Não tenho nenhum alinhamento ideológico à Regina Duarte, a considero uma atriz importante na dramaturgia brasileira, mas que há anos se tornou desinteressante. Ela está no passado das novelas que protagonizou há décadas.

Todavia, somente o fato dela assumir uma secretaria e não um ministério da Cultura, demonstra corroboração à joça feita por um governo ignorante que tem raiva da Cultura.

Dito isso, vejo um avanço em sua escolha pelo simples fato dela ter substituído o proto-nazista, Alvim. Analogicamente, veja só o caso da Educação, havia Véles, inapto ministro da Educação, foi substituído pela necedade em pessoa, o biltre Abraham Weintraub.
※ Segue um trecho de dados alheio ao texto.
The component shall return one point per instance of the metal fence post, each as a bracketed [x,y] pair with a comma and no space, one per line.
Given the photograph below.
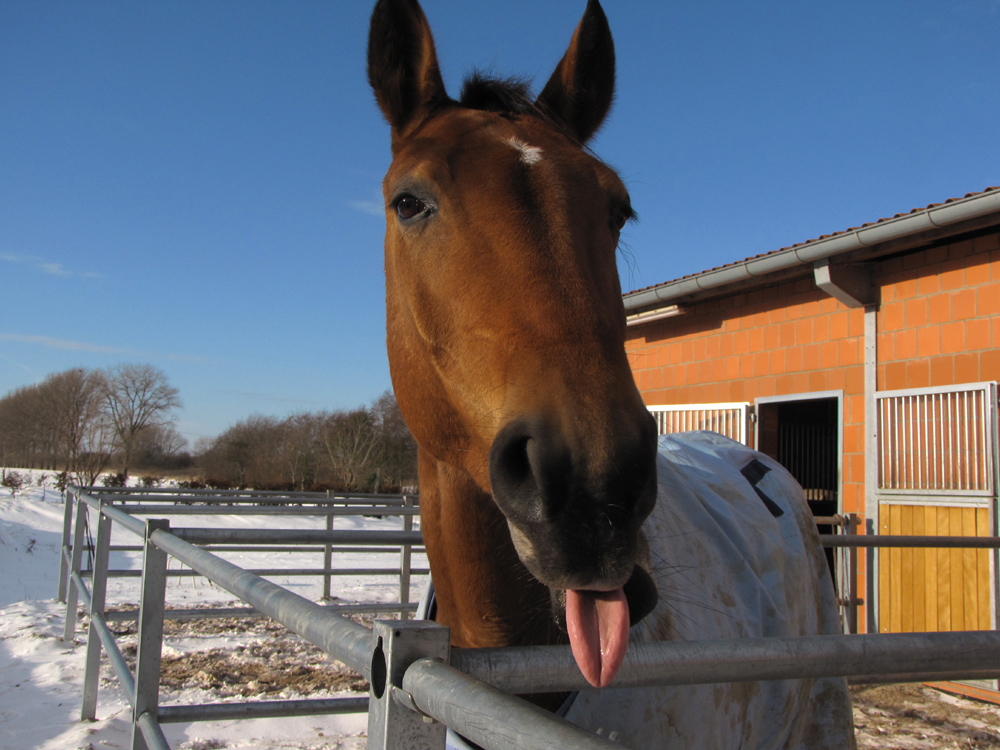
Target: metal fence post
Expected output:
[68,497]
[851,555]
[871,595]
[405,556]
[393,721]
[71,593]
[99,586]
[327,557]
[147,666]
Não acredito que Regina fará muito pela Cultura, ela já tentou influenciar eleições exaltando o pânico: “tenho medo!”, já começou seu mandato com fake news: – da Folha: Carolina Ferraz dá bronca em Regina Duarte e desautoriza uso de sua imagem no Instagram da nova secretária: “Dá a entender que eu apoio o governo Bolsonaro e eu não apoio, Regina”.

Contudo, ainda sobre a Regina, desconheço suas ideias que possam abraçar todo o arco cultural de um país como o Brasil. Sou descrente mesmo vendo o avanço do que era o caos.

Dito isso, causa asco as ameaças contra Regina Duarte; de atores à esquerda que ameaçam revelar histórias íntimas do seu passado nos bastidores do teatro e TV, de filmes eróticos que participou no passado. Fariam isso se fosse um homem?

Já escrevi sobre isso quando chamavam de pig, pepa, porca a deputada direitista, Joice Hasselmann.

Regina pode ser uma enganadora, Joice é acusada de plágio – a detesto -, porém, as duas devem ser julgadas pelos seus trabalhos, não pelo gênero, isso cansa, isso indigna. E pior, legitima à violência e todo o mal que nossa sociedade faz às mulheres.

Não dá para ser progressista até a pagina 2, não dá para ser progressista na TL e misógino no inbox ou no grupo vermelho do whats.

Quando a esquerda comete os mesmos erros de grande parte da direita misógina é narciso achando feio aquilo que não é espelho.

Que o centro tenha essa sobriedade alheia dos extremos.